* [PATCH v3] skbuff: Add MSG_MORE flag to optimize large packet transmission
@ 2025-06-30 7:10 Feng Yang
2025-07-03 8:48 ` Paolo Abeni
0 siblings, 1 reply; 8+ messages in thread
From: Feng Yang @ 2025-06-30 7:10 UTC (permalink / raw)
To: davem, edumazet, kuba, pabeni, horms, willemb, almasrymina,
kerneljasonxing, ebiggers, asml.silence, aleksander.lobakin,
stfomichev, david.laight.linux
Cc: yangfeng, netdev, linux-kernel
From: Feng Yang <yangfeng@kylinos.cn>
The "MSG_MORE" flag is added to improve the transmission performance of large packets.
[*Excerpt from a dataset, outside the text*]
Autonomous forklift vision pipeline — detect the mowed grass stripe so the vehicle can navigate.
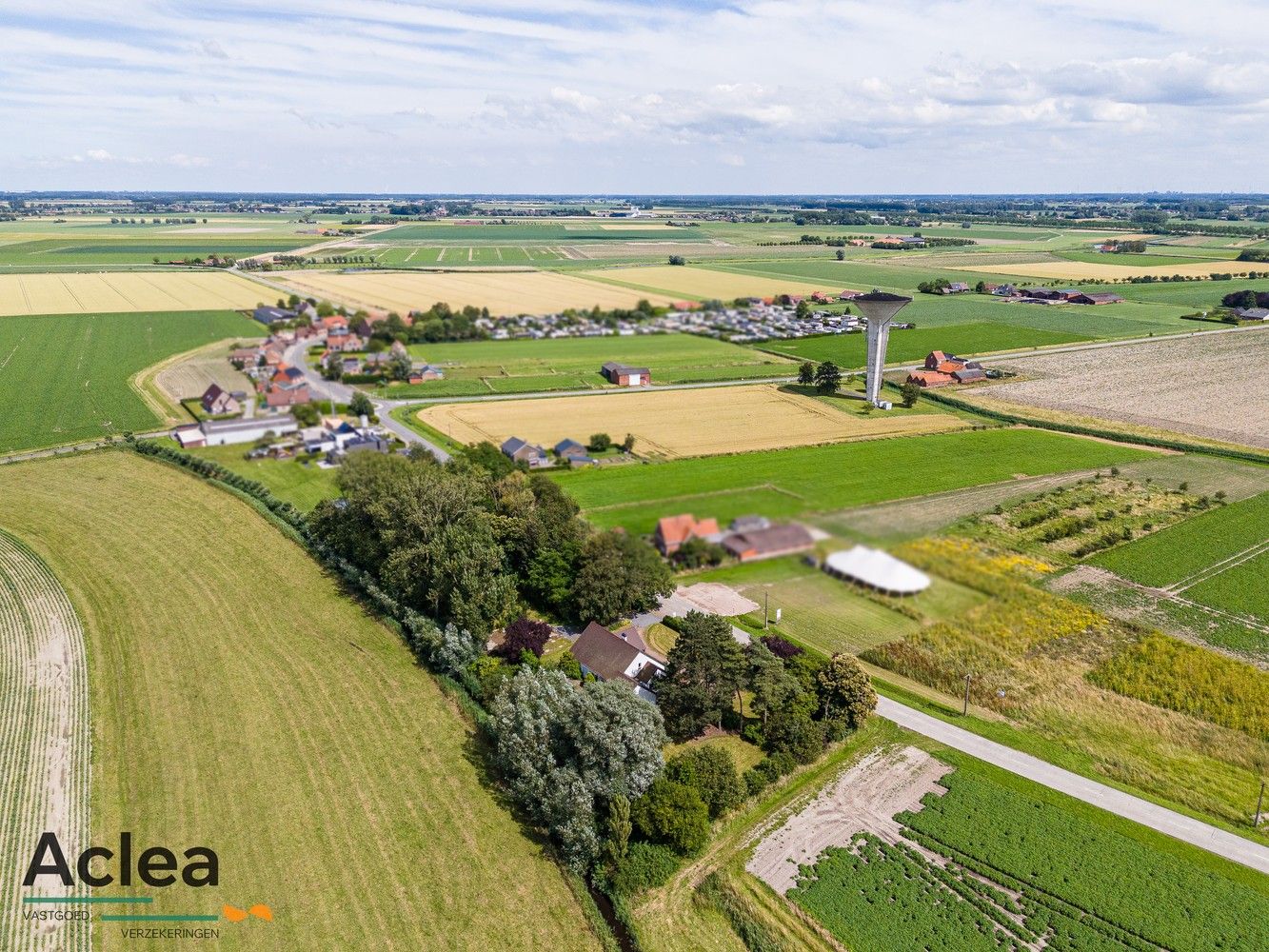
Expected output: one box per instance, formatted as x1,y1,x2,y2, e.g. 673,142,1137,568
555,427,1154,532
1090,492,1269,587
0,452,597,951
The improvement is more significant for TCP, while there is a slight enhancement for UDP.
When using sockmap for forwarding, the average latency for different packet sizes
after sending 10,000 packets(TCP) is as follows:
size old(us) new(us)
512 56 55
1472 58 58
1600 106 81
3000 145 105
5000 182 125
Suggested-by: Eric Dumazet <edumazet@google.com>
Signed-off-by: Feng Yang <yangfeng@kylinos.cn>
---
Changes in v3:
- Use Msg_MORE flag. Thanks: Eric Dumazet, David Laight.
- Link to v2: https://lore.kernel.org/all/20250627094406.100919-1-yangfeng59949@163.com/
Changes in v2:
- Delete dynamic memory allocation, thanks: Paolo Abeni,Stanislav Fomichev.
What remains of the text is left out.